The announcement followed protracted negotiations in the Qatari capital Doha between the United States and the Taleban and a meeting between US Secretary of State Mike Pompeo, Defence Secretary Mark Esper and Afghan President Ashraf Ghani during the Munich Security Conference.
A deeper agreement paving the way for a major US troop withdrawal from Afghanistan could be a political boost for US President Donald Trump, who has repeatedly promised to stop"endless wars" as he seeks re-election in November.
"It was violence that derailed the signing of the agreement in September. Now we have an agreement on the reduction of violence.
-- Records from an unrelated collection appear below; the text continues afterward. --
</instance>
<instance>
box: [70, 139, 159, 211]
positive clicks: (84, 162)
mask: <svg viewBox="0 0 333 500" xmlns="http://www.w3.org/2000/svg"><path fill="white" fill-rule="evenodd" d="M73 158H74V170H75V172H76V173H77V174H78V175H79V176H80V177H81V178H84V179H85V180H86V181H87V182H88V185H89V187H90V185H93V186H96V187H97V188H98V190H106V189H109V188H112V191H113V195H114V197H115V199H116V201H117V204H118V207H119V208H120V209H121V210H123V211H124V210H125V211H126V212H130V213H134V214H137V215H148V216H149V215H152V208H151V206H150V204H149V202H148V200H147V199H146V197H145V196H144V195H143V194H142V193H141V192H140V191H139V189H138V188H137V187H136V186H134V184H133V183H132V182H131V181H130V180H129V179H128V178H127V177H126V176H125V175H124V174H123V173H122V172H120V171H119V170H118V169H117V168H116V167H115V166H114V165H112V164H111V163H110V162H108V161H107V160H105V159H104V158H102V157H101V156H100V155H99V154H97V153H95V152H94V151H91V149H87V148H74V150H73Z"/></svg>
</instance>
And, should the Talibs implement what they've committed to doing, we will move forward with the agreement,"the senior administration official told reporters in Munich.
He added that the agreement was very specific and covered all Afghan forces, saying the US military would be monitoring violence levels to verify whether or not the Taleban was honouring it.
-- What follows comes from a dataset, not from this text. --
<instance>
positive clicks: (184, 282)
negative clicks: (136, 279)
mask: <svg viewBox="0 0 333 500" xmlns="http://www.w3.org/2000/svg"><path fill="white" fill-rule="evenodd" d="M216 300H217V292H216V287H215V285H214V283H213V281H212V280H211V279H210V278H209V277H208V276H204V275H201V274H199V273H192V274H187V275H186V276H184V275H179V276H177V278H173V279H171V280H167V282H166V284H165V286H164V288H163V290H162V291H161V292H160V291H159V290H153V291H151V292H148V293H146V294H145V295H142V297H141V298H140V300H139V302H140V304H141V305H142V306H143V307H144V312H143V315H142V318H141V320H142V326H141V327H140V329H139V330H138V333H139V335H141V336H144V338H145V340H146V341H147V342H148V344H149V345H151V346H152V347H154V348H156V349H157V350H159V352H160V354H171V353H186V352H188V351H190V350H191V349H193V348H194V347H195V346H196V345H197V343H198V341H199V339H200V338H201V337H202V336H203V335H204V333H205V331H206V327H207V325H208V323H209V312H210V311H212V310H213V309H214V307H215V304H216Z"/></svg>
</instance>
"And our commitment, in terms of reduction of forces which is both conditions based and in phases is very much tied to delivery on the commitments that they have made, and will be," the official said.
There are about 13,000 US troops as well as thousands of other Nato personnel in Afghanistan, 18 years after a US-led coalition invaded the country following the Sept 11, 2001 Al-Qaeda attacks on the United States.
The United States is aiming to cut troop numbers to about 9,000, a Western diplomat told Reuters earlier this week.
Doha has been the venue for talks between the warring sides since 2018 even as fighting has continued across the country, killing hundreds of civilians and soldiers as the Taleban have expanded their territorial control.
Last month, the Special Inspector-General for Afghanistan Reconstruction, a US government agency, assessed that there had been a record-high number of attacks by the Taleban and other anti-government forces in the last three months of 2019.
The Taleban stages near-daily attacks and though they are negotiating with US envoy Zalmay Khalilzad, the armed group refuses to talk directly to Ghani's government, calling it a "puppet" of the West.
Once the reduction of violence holds within the seven-day period, the talks would then expand into the next phase, dubbed the inter-Afghan dialogue, involving all parties.
"We'd like to see the Afghan government select a delegation that could go to negotiations. It should be an inclusive delegation that by the government. And then ceasefire comprehensive and permanent ceasefire that ends the Afghan war which will be the one of the first topics of the of the negotiations," the official said.
He added, while the seven-day clock had not yet begun, he hoped it would "very soon."